Lauding House International Committee's endorsement of a bill to implement the Indo-US civilian nuclear deal, former US ambassador to India Robert Blackwell said he was optimistic that the similar bill in the corresponding Senate committee would be passed on Thursday.
In an interview to a local TV channel, Blackwell also said the draft bills have not in any way altered the spirit of the deal or put new conditions.
"I am optimistic that we will have an outcome in the Senate which will be like the one in the House yesterday, which will capture the essences of the agreement the President (George W Bush) and the Prime Minister (Manmohan Singh) and without any new conditions," he informed from Washington.

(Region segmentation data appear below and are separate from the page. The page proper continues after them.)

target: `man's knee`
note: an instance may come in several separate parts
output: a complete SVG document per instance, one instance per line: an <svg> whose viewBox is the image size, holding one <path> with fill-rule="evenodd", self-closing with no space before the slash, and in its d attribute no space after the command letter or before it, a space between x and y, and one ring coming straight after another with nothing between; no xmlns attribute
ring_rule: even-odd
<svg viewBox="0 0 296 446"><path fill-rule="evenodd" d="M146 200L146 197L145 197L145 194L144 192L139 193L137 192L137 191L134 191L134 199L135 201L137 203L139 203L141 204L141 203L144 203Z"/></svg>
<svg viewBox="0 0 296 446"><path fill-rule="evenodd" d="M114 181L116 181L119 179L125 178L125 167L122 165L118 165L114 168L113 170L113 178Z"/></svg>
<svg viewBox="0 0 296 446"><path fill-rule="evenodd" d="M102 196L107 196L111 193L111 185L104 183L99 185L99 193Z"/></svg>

"We hope there will be a vote in the Senate also about the same time, the end of July, and hopefully the legislation will pass the Congress at the end of July or early August," he said.
Blackwell noted that "killer amendments" introduced in the House Committee by those opposed to the Indo-US nuclear deal were voted out by big margins.
"What was striking about the so-called killer amendments yesterday was how support they had in the Committee as a whole and and I believe how little support they have in the House of Representatives."
"We won't know until there's a vote in the House... probably in the latter half of July. But all the signs in the House are excellent and this is really bi-partisan in character. Both Republicans and Democrats strongly supporting this agreement without any new conditions with respect to the government of India," he said.
Blackwell, known to be close to President Bush and a specialist in South Asia, said the first part of the bill endorsed that contained the sense of the House did not have operational consequences or any new conditions either for the US Administration or for the Government of India.
"The only operational requirement, other than the one's we've discussed at length before, is that the bilateral technical agreement between the US and India with respect to inspections and so forth will be voted on in the Congress when that is completed. But that's largely technical and no one thinks that would be a problem."
He stressed that the operational parts of the House legislation "are completely and utterly consistent with the agreement between the President and Prime Minister in New Delhi" during Bush's visit in March this year.